Kenyataan di Indonesia
Akan tetapi, pada relitasnya, suasana medsos di Indonesia kini bisa dibilang cukup toksik. Jika menilik ke kolom komentar artis, ada saja komentar berbau pelecehan seksual atupun caci maki tak berdasar. Ketika bermedia sosia, orang-orang seakan tak peduli dengan orang lain, hanya sekadar memuaskan egonya saja dengan komentar-komentar jahatnya.
Bahkan beberapa waktu lalu, ada seorang selebgram yang membuat sayembara untuk membully dirinya. Siapa yang bisa menghinanya sampai ia sakit hati, akan diberikan hadiah sejumlah uang, tapi harus rela dilaporkan ke pihak kepolisian. Dan tebak apa yang terjadi? sayembara itu diminati banyak orang, dan pemenangnya benar-benar dilaporkan ke pihak berwajib.

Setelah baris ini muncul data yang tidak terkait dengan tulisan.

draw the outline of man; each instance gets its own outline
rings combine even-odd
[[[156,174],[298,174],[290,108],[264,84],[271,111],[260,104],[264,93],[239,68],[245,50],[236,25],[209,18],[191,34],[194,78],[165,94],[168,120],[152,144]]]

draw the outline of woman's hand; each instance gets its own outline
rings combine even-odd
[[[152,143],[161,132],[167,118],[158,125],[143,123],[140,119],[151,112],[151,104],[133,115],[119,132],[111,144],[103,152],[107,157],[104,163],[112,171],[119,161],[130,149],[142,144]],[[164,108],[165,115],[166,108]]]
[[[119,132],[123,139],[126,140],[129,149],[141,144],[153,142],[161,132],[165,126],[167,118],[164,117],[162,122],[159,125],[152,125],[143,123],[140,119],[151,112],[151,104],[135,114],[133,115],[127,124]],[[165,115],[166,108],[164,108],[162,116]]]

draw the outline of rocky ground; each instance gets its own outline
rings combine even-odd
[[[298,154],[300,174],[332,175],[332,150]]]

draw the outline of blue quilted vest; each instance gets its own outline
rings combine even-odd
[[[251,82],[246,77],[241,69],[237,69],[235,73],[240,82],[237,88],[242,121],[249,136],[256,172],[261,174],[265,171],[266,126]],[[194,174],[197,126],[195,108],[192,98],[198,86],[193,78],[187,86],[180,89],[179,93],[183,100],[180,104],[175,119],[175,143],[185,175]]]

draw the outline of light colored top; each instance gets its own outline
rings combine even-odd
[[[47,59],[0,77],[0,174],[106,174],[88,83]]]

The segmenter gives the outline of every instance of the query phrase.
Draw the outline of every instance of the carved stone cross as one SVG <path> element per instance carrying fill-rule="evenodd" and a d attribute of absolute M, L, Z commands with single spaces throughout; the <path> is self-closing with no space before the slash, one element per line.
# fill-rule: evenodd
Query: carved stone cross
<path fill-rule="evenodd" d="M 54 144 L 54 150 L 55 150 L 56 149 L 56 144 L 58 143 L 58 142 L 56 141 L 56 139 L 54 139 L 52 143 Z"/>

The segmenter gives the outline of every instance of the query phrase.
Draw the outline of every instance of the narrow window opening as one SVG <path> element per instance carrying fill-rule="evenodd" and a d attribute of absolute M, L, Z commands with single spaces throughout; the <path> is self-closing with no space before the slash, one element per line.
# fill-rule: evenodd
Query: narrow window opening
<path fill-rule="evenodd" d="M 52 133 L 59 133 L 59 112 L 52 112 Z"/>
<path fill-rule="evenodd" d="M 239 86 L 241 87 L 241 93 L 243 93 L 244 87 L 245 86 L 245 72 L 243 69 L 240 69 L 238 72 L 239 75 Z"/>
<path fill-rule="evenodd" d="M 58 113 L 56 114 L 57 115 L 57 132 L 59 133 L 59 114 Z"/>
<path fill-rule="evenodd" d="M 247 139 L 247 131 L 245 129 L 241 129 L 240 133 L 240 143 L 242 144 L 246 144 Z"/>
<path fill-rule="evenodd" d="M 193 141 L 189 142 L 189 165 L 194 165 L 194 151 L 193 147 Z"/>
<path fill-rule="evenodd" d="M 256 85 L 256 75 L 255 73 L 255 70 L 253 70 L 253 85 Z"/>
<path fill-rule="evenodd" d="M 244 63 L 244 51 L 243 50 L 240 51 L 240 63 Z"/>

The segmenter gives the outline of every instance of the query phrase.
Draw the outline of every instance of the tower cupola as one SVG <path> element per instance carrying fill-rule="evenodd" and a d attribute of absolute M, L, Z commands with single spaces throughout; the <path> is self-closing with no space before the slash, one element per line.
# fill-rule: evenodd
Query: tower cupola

Dari sayembara itu harusnya kita bisa belajar, kata-kata jahat yang kita keluarkan itu tidak bisa dilumrahkan. Itu merupakan sebuah kejahtan dan sangat bisa dijerat lewat jalur hukum.
Seringkali kita sadar, kata-kata yang kita keluarkan dapat menyakiti perasaan hingga mental orang lain. Tidak sedikit kasus bunuh diri idola di Korea Selatan yang dibermula dari sebuah komentar jahat. Kasus perundunga mau bagimana bentuk dan tindakannya pun tidak ada yang dibenarkan untuk diperbuat. Apakah karena mereka menghinanya lewat medsos, tidak akan berdampak dengan kehidupan aslinya?
Apasih susahnya menahan diri untuk tidak berkomentar jahat? Apa kalau tidak berkomentar jahat tangan mu gatel? Badan mu menggigil? Otakmu panas? Enggak kan. Harusnya sebagai manusia yang punya akal dan budi tidak sulit lah mengontrol diri sendiri. Masa iya disamakan dengan hewan yang hanya mengandalkan naluri dan nafsu belaka.
Ada yang bilang “tapikan ini freedom of speech, harusnya bebas dong mau ngomong apa aja,”. Gak gitu Bambang konsepnya. Memang kita bebas mengutarakan apa saja yang kita pikirkan, tapi ketika hal itu sudah menyakiti orang lain, maka itu bukan lagi freedom of speech. Kamu sudah melakukan cyber-bullying.
Ada perbedaan mendasar antara mengkritik dan menghina. Kritik itu dengan kata yang sopan dan tujuannya baik. Beda dengan hinaan yang hanya sekedar mengejek tanpa memberikan sebuah masukan. Dan, beberapa wargat net di Indonesia ada yang hanya menghina tanpa memberi opini dengan kritiknya. Ketika dilawan dengan argumen, jawabannya malah “ashiappp”/”siap bang jago”. Bukannya terlihat keren nih bang, malah kesanya norak dan tidak intelek.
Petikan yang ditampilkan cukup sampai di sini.